As it stands, some residents in Washington County may not be able to afford burying their horses or other small livestock after an animal dies.

Constituents have brought up the issue with County Commissioner Wesley Griffin, who in turn mentioned it to his colleagues during the Board of County Commissioners (BOCC) meeting on Dec. 14 to ask if the county could offer such services.

Such county assistance could be done by giving county workers three hours or so of overtime to dispose of the animal, Griffin said.

No official decision was made at the Dec. 14 meeting. The topic is expected to be discussed further during a BOCC workshop on Jan. 11 at 9 a.m. 

“I talked to some other surrounding counties and they offer the same thing,” Griffin said. “I just thought it’d be something I’d run across to y’all and get your thoughts on it to help the people out.”

Commissioner Tray Hawkins said there is “definitely a lot of work to making sure” the county doesn’t incur legal liability from offering the help, such as if a water line or tank is struck while burying an animal.

“I do understand where you’re coming from, Mr. Griffin, and it is a noble cause,” Hawkins said. “I’d definitely love to have the public works opinion, along with legal opinion, before we even sit down and have a discussion about this.” 

Commissioner Alan T. Bush said the county used to bury livestock for residents “years ago.”

“There’s more to it than just sending somebody out to bury a horse. There’s issues as far as the employees go and what you’re subjecting them to, depending on how bad off the animal is when you’re out there,” Bush said. “I just know this because, even with DOT (Florida Department of Transportation)–with animals on the side of the road–we ran into quite a bit of problems over the years with that.”

The time of work and staffing should also be considered, Bush said.

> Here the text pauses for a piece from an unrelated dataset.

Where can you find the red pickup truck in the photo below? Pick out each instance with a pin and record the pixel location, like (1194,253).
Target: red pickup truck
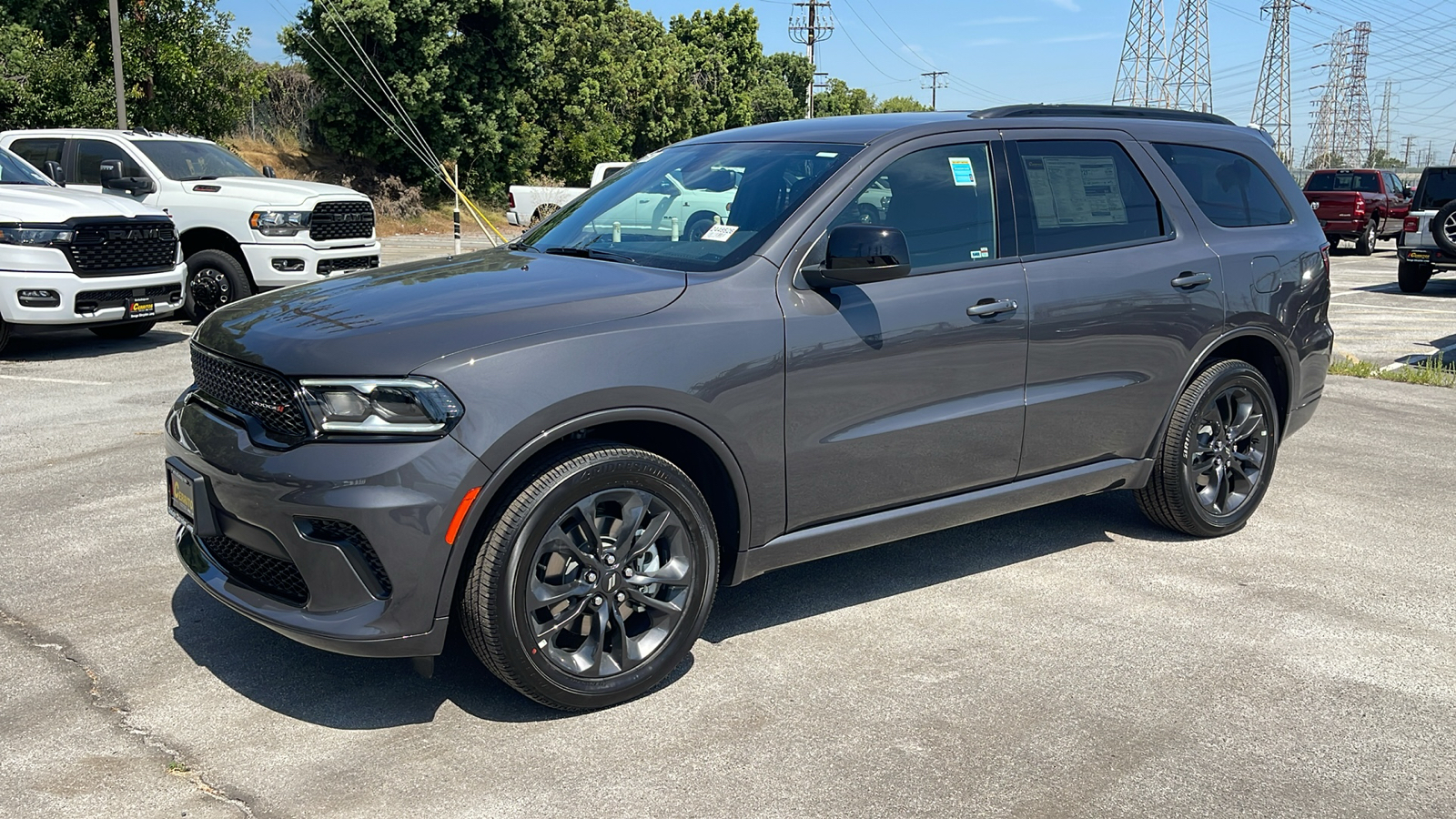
(1359,205)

“It was one of those things when it was decided not to do it anymore, it was–basically–this is on the owner of the animals,” Bush said. “I know it’s a burden. I’ve got cows but it’s one of those things where when you own a large animal, you’ve got responsibility. There’s more to it than just putting it out there and saying, well, we’ll come back and start burying cows and horses and all like that.”

Where livestock dies, how wet the land is, and what equipment is necessary are factors, Bush said.

“It can be involved,” Bush said. “I know at the time we did it, we were staffed at least as good as we are now and, at that time, the road superintendent was very pleased to not have to do that anymore.”